While CrimsonLogic has always had what it considers a strong security policy, the accreditation process revealed several areas where there was room for improvement. For instance, the company uses closed-circuit television cameras to monitor critical areas of its operations, but auditors pointed out that the recorder wasn't secured. Someone could tamper with the tapes while they were recording. So the recorder is now kept in a locked metal box, and staff must sign out keys to open it.
In all, CrimsonLogic spent US$285,000 on the year-long certification process, an expense Mathivanan considers well worth while. In the long run he thinks the measures taken will save money and prevent security breaches that would undoubtedly cost the company business. "The loss of credibility is a high cost to pay," he says.

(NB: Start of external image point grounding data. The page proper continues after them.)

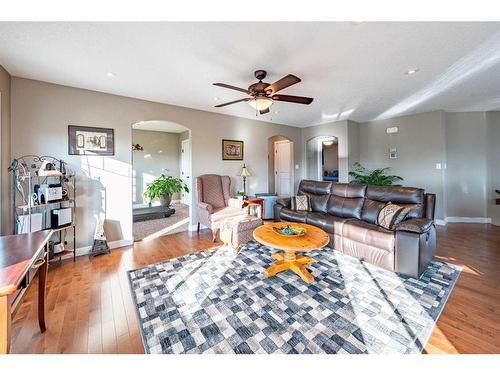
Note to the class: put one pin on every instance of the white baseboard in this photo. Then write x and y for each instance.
(112, 245)
(194, 227)
(463, 219)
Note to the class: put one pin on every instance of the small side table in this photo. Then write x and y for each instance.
(252, 200)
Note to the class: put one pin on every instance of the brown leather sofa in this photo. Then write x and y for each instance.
(348, 213)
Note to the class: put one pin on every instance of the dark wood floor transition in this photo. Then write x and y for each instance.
(90, 308)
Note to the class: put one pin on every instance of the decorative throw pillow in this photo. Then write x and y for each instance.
(387, 215)
(300, 203)
(402, 216)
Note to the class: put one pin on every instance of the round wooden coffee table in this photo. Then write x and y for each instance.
(314, 238)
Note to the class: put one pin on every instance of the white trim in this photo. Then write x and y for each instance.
(464, 219)
(194, 227)
(112, 245)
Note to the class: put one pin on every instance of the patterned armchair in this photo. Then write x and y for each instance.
(214, 202)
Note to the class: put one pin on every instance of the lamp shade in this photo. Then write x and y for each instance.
(244, 172)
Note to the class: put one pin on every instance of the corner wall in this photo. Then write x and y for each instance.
(43, 111)
(5, 147)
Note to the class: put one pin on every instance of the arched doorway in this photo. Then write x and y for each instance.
(280, 165)
(160, 149)
(322, 159)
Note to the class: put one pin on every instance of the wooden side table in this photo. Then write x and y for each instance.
(18, 254)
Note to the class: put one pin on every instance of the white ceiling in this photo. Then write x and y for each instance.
(159, 126)
(353, 70)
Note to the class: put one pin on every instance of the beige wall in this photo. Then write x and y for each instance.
(420, 143)
(466, 171)
(5, 129)
(161, 155)
(43, 111)
(493, 146)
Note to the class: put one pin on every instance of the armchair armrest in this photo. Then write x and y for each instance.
(284, 202)
(415, 225)
(205, 206)
(234, 202)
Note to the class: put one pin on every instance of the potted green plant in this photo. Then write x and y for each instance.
(163, 188)
(362, 175)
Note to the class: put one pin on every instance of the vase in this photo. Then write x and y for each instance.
(165, 200)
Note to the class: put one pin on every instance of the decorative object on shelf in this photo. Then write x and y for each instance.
(163, 188)
(48, 169)
(86, 140)
(38, 192)
(232, 150)
(290, 231)
(362, 175)
(244, 173)
(100, 245)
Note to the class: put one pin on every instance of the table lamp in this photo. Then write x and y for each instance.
(244, 173)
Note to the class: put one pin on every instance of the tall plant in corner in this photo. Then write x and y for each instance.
(164, 187)
(362, 175)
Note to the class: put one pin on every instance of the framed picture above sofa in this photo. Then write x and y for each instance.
(86, 140)
(232, 150)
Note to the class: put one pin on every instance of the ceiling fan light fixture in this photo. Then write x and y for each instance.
(260, 103)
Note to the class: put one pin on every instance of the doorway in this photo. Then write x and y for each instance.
(161, 151)
(280, 166)
(322, 160)
(186, 169)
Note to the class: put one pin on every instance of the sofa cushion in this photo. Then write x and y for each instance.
(287, 214)
(300, 203)
(388, 215)
(369, 234)
(346, 200)
(408, 197)
(318, 192)
(330, 224)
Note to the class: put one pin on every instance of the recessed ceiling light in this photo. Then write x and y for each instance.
(411, 72)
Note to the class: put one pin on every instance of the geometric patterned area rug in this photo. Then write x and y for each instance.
(216, 301)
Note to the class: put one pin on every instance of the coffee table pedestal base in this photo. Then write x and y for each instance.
(288, 260)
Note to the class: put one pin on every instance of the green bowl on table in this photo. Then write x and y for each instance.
(290, 231)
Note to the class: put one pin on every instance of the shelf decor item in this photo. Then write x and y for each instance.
(44, 197)
(232, 150)
(163, 188)
(86, 140)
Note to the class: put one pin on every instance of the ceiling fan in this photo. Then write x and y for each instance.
(264, 94)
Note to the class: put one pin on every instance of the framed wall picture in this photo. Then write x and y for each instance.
(232, 150)
(86, 140)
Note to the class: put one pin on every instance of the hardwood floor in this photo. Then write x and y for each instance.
(90, 308)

Experts point out that while BS 7799 and ISO 17799 constitute a good framework on which to carry out security, a certificate isn't a substitute for ongoing diligence. "I despair of the idea of someone saying I'll look at every letter of ISO 17799, tick off whether I'm compliant, and walk out the door feeling that I'm secure," says US-based security guru Harry Demaio. "A standard of that sort can't do that. It's too generic."
Mathivanan agrees. But he considers BS 7799 a good starting place. And as an internationally recognized stamp of approval, it helps reassure clients that the company takes security seriously. "This is something to tell customers, something that shows the pain and trouble we go to to keep their data secure," he says. —Y.G.